Lazar inclina la tête : — Tu as raison, dit-il. Il réfléchit un instant.
 
— Alors, tue-moi, ajouta-t-il en se redressant.
 
— Soit, je vais te tuer ! fit-elle en s’efforçant d’être énergique. Lazar prit son pistolet à sa ceinture et le lui tendit.
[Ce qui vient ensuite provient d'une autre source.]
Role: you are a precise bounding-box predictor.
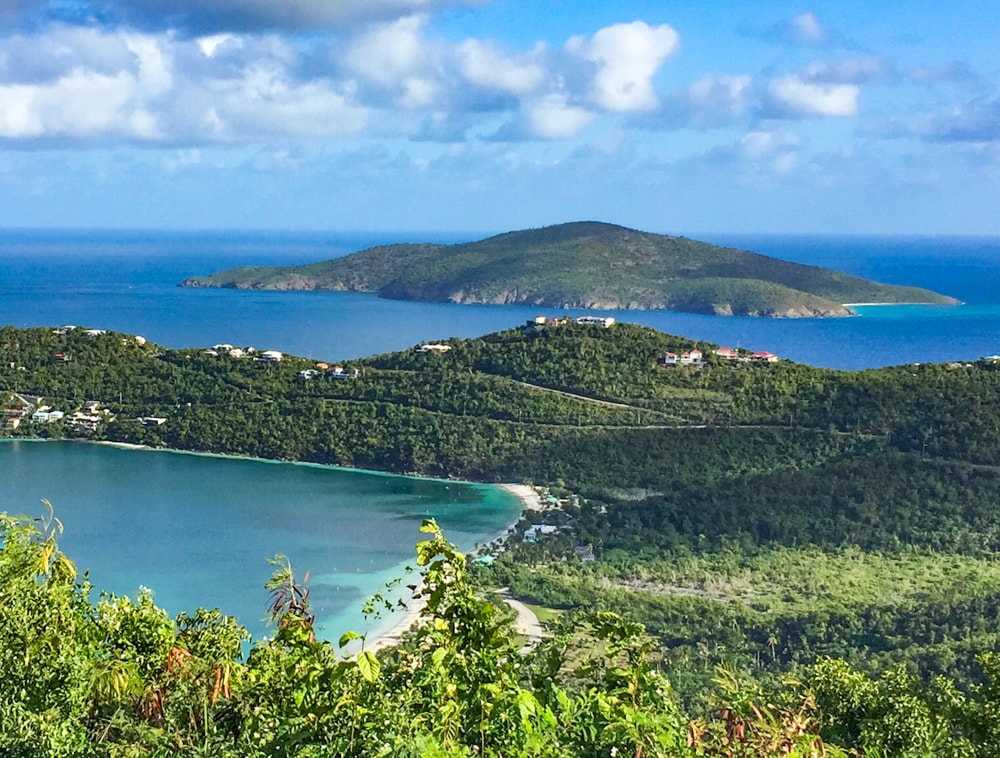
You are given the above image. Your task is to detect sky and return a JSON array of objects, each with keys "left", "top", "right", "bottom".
[{"left": 0, "top": 0, "right": 1000, "bottom": 235}]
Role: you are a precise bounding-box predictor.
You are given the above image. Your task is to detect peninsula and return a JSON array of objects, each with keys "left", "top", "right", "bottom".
[{"left": 180, "top": 221, "right": 958, "bottom": 317}]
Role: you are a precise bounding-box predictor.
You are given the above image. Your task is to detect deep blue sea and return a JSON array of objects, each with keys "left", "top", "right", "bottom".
[
  {"left": 0, "top": 230, "right": 1000, "bottom": 368},
  {"left": 0, "top": 230, "right": 1000, "bottom": 636}
]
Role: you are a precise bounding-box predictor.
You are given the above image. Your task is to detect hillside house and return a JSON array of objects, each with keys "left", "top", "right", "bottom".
[
  {"left": 521, "top": 316, "right": 573, "bottom": 334},
  {"left": 31, "top": 405, "right": 66, "bottom": 424},
  {"left": 0, "top": 408, "right": 28, "bottom": 431},
  {"left": 576, "top": 316, "right": 615, "bottom": 329},
  {"left": 657, "top": 349, "right": 705, "bottom": 368},
  {"left": 326, "top": 366, "right": 359, "bottom": 380}
]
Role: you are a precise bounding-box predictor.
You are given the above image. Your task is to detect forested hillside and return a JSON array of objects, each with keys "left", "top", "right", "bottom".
[
  {"left": 181, "top": 221, "right": 956, "bottom": 316},
  {"left": 0, "top": 323, "right": 1000, "bottom": 756}
]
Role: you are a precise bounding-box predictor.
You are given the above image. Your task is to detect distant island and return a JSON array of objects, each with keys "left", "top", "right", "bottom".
[{"left": 180, "top": 221, "right": 958, "bottom": 318}]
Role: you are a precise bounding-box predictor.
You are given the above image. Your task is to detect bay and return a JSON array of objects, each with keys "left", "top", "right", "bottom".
[
  {"left": 0, "top": 440, "right": 520, "bottom": 640},
  {"left": 0, "top": 230, "right": 1000, "bottom": 636}
]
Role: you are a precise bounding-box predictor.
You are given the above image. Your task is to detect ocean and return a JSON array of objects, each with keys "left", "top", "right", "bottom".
[
  {"left": 0, "top": 230, "right": 1000, "bottom": 637},
  {"left": 0, "top": 231, "right": 1000, "bottom": 369}
]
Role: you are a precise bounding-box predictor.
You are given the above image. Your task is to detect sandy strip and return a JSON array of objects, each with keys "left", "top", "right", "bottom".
[
  {"left": 88, "top": 440, "right": 150, "bottom": 450},
  {"left": 365, "top": 484, "right": 544, "bottom": 652}
]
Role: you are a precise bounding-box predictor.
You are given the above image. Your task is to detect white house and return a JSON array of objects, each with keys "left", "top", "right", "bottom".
[
  {"left": 31, "top": 405, "right": 66, "bottom": 424},
  {"left": 576, "top": 316, "right": 615, "bottom": 329}
]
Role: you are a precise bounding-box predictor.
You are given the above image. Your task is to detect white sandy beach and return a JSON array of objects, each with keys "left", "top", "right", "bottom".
[{"left": 365, "top": 484, "right": 543, "bottom": 652}]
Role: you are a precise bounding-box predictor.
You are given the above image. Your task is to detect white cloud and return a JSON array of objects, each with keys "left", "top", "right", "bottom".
[
  {"left": 524, "top": 94, "right": 594, "bottom": 139},
  {"left": 799, "top": 56, "right": 893, "bottom": 84},
  {"left": 768, "top": 74, "right": 859, "bottom": 116},
  {"left": 345, "top": 16, "right": 427, "bottom": 85},
  {"left": 787, "top": 11, "right": 828, "bottom": 45},
  {"left": 195, "top": 34, "right": 239, "bottom": 58},
  {"left": 566, "top": 21, "right": 680, "bottom": 111},
  {"left": 457, "top": 40, "right": 546, "bottom": 95},
  {"left": 662, "top": 74, "right": 756, "bottom": 128}
]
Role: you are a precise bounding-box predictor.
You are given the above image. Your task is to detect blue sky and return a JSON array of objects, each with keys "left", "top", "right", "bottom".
[{"left": 0, "top": 0, "right": 1000, "bottom": 235}]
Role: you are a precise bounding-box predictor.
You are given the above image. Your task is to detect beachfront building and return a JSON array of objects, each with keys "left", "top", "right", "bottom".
[
  {"left": 326, "top": 366, "right": 359, "bottom": 380},
  {"left": 31, "top": 405, "right": 66, "bottom": 424},
  {"left": 658, "top": 349, "right": 705, "bottom": 368},
  {"left": 576, "top": 316, "right": 615, "bottom": 329},
  {"left": 521, "top": 316, "right": 573, "bottom": 334}
]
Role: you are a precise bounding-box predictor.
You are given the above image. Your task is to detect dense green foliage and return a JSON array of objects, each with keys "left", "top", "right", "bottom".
[
  {"left": 183, "top": 222, "right": 954, "bottom": 316},
  {"left": 0, "top": 324, "right": 1000, "bottom": 732}
]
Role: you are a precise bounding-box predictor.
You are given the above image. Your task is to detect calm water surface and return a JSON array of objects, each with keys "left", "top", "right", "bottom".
[
  {"left": 0, "top": 440, "right": 520, "bottom": 639},
  {"left": 0, "top": 230, "right": 1000, "bottom": 636},
  {"left": 0, "top": 231, "right": 1000, "bottom": 368}
]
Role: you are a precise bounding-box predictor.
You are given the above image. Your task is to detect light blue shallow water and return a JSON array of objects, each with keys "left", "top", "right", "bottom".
[
  {"left": 0, "top": 440, "right": 520, "bottom": 639},
  {"left": 0, "top": 230, "right": 1000, "bottom": 636}
]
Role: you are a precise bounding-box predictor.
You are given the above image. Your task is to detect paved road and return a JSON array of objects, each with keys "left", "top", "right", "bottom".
[{"left": 497, "top": 587, "right": 548, "bottom": 653}]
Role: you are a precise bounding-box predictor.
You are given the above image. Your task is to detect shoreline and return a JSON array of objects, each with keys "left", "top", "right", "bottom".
[
  {"left": 841, "top": 302, "right": 964, "bottom": 308},
  {"left": 3, "top": 436, "right": 532, "bottom": 654},
  {"left": 364, "top": 482, "right": 544, "bottom": 653}
]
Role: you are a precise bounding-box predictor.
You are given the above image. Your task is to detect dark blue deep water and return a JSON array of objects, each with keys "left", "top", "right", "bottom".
[{"left": 0, "top": 230, "right": 1000, "bottom": 636}]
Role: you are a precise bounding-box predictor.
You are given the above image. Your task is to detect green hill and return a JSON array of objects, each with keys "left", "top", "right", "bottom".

Elle visa la poitrine de son fiancé, puis laissa tomber sa main. — Je ne peux pas ! dit-elle à moitié défaillante.
 
— Alors, mourons ensemble ! s’écria Lazar, le veux-tu ?
 
— Oui, je le veux !
 
Lazar la prit dans ses bras, appuya une dernière fois ses lèvres sur celles de la malheureuse jeune fille et lui enfonça son handjar dans le sein : — Tire maintenant sur moi, lui dit-il en la couchant doucement par terre et en dirigeant vers lui le canon du pistolet qu’elle n’avait pas abandonné. Un coup retentit ; plusieurs fois répété par l’écho le long de la montagne et Lazar tomba foudroyé à côte de Zarka. La jeune fille laissa aller sa tête déjà toute pâle sur la poitrine de son fiancé, qu’elle inonda de sang chaud et pourpre, et mourut.